El fin y los medios

No acabo de explicarme tanto revuelo porque Le Pen, ese paradigma de la mediocridad autocrática, pudiera llegar a presidir la asamblea europea como miembro de mayor edad. Los casos de políticos que han utilizado medios contrarios a sus ideologías son innumerables y de todos los tiempos, como sabe cualquiera que se haya asomado a la Historia. Pongamos el caso, hoy en boga, de nuestra idealizada Segunda República, aquella ocasión perdida (lo dijo hasta Primo de Rivera) en la que no creían ni unas Derechas que la usaban sólo como fase en el camino hacia el ideal fascista, ni unas izquierdas sovietizantes en las que los discretos que se percataron de ese riesgo invalidante, para qué vamos a engañarnos, no pasaron de excepciones.

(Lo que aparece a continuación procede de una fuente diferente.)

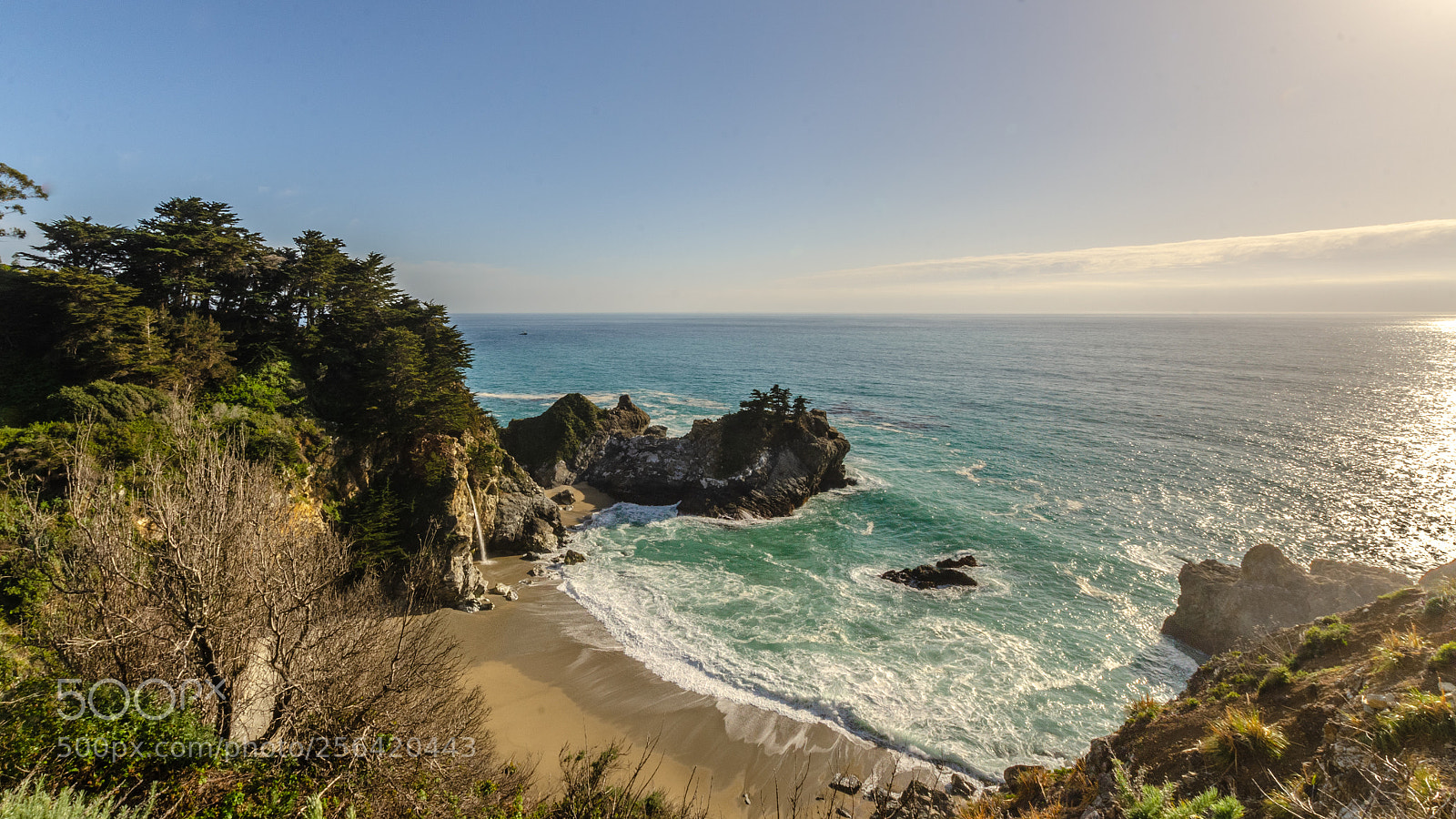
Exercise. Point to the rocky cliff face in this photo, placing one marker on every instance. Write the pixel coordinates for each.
(740, 465)
(1347, 716)
(1220, 605)
(466, 490)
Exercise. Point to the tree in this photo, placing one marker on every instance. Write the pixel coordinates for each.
(82, 244)
(15, 188)
(203, 567)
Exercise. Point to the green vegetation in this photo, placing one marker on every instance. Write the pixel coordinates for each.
(754, 426)
(33, 800)
(1242, 734)
(1325, 636)
(1140, 800)
(1278, 676)
(298, 351)
(225, 460)
(1445, 656)
(1441, 601)
(1416, 716)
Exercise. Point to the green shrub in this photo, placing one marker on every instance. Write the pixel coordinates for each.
(1325, 636)
(1395, 647)
(1441, 602)
(555, 435)
(38, 739)
(1416, 716)
(1278, 676)
(1157, 802)
(1242, 736)
(1143, 710)
(33, 800)
(1445, 656)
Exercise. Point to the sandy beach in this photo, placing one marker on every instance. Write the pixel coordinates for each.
(555, 680)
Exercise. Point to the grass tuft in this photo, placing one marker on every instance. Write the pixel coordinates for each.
(1397, 647)
(1325, 636)
(1140, 800)
(1242, 736)
(1445, 656)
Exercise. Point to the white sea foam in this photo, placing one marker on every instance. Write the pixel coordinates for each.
(970, 472)
(543, 397)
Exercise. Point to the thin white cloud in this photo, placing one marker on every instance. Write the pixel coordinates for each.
(1130, 259)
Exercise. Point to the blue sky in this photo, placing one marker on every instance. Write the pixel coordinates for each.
(909, 157)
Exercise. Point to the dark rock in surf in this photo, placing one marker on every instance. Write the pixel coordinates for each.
(742, 465)
(928, 577)
(846, 783)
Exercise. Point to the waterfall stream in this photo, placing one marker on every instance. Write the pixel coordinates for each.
(480, 535)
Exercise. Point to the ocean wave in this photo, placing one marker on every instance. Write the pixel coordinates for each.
(596, 398)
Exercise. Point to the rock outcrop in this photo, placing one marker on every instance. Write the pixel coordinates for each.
(746, 464)
(1219, 603)
(513, 513)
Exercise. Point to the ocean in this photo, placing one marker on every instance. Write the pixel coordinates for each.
(1082, 460)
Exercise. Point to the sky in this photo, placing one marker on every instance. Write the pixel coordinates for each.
(778, 157)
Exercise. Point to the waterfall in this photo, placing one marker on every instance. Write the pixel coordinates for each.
(480, 535)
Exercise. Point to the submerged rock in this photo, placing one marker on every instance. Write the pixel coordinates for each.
(958, 561)
(929, 577)
(1220, 605)
(921, 800)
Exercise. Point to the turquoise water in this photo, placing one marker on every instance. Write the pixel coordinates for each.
(1081, 460)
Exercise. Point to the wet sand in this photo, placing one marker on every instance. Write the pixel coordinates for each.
(557, 680)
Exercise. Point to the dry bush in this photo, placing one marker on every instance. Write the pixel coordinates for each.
(198, 564)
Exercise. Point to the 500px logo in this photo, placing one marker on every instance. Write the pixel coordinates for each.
(152, 698)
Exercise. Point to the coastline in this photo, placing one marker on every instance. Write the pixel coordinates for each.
(555, 678)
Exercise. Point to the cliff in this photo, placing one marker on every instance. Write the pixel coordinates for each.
(1347, 716)
(1220, 605)
(561, 443)
(746, 464)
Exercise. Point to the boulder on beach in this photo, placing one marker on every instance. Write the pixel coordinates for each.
(928, 577)
(749, 464)
(958, 561)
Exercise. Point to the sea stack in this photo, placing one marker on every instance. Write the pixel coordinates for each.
(750, 464)
(1219, 603)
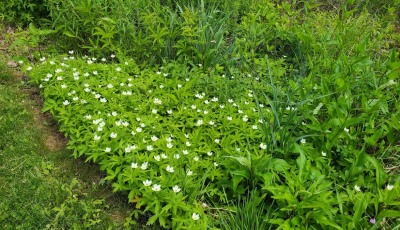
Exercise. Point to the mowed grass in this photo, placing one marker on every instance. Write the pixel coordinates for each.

Liberales tan eminente como Marañón u Ortega contribuyeron a la beatificación democrática de Pablo Iglesias –un personaje sin duda honrado que es preciso interpretar en su contexto histórico y nunca fuera de él—sin reparar, o reparando, vaya usted a saber, en que ‘el Abuelo’ que dibuja con trazo devoto Juan José Morato y venera a un tiempo toda una tradición obrera y burguesa, no ocultó nunca su aceptación meramente instrumental de la democracia que entonces se llamaba “burguesa”, y llegó a decir cosas como que estaría dentro de la legalidad mientras ésta le procurara sus objetivos pero ni un segundo más cuando no fuera así, o que aceptaba el sufragio universal como “medio de agitación y propaganda” pero nada más, sin contar con la desdichada frase con que satanizó a Maura en 1910: “Antes de que su Señoría llegue al Poder llegaríamos hasta el atentado personal”. Le Pen puede negar las cámaras de gas, el muy imbécil, pero no creo que se atreviera a arengar en sus mítines con declaraciones de ese tenor.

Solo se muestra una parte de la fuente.